[compiler-rt] r299629 - [XRay] [compiler-rt] Unwriting FDR mode buffers when functions are short.

Dean Michael Berris via llvm-commits llvm-commits at lists.llvm.org
Thu Apr 6 00:14:44 PDT 2017


Author: dberris
Date: Thu Apr  6 02:14:43 2017
New Revision: 299629

URL: http://llvm.org/viewvc/llvm-project?rev=299629&view=rev
Log:
[XRay] [compiler-rt] Unwriting FDR mode buffers when functions are short.

Summary:
"short" is defined as an xray flag, and buffer rewinding happens for both exits
 and tail exits.

 I've made the choice to seek backwards finding pairs of FunctionEntry, TailExit
 record pairs and erasing them if the FunctionEntry occurred before exit from the
 currently exiting function.

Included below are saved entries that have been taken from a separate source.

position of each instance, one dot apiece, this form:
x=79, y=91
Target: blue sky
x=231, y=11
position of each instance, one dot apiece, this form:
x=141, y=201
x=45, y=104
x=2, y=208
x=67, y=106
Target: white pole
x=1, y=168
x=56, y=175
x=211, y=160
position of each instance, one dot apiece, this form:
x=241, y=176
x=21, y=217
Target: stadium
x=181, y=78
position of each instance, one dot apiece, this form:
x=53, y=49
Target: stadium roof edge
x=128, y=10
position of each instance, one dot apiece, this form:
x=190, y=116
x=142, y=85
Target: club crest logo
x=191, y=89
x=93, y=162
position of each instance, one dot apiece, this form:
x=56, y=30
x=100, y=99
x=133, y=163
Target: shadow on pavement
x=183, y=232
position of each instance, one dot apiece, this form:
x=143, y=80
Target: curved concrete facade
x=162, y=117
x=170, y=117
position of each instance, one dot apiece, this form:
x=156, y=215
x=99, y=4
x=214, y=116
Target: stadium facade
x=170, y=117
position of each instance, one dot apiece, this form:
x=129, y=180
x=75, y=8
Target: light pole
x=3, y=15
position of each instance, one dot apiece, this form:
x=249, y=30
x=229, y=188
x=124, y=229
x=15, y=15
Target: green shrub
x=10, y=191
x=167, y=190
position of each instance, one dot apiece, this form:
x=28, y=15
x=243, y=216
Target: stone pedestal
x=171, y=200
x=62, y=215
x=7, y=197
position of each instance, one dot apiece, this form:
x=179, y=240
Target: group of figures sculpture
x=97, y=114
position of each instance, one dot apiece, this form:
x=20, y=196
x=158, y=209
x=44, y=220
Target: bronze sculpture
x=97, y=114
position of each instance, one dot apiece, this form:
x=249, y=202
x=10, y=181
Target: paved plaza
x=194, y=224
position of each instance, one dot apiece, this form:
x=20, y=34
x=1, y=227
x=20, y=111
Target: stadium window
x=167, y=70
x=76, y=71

This is a compromise so that we don't skip logging
 tail calls if the function that they call into takes longer our duration.

 This works by counting the consecutive function and function entry, tail exit
 pairs that proceed the current point in the buffer. The buffer is rewound to
 check whether these entry points happened recently enough to be erased.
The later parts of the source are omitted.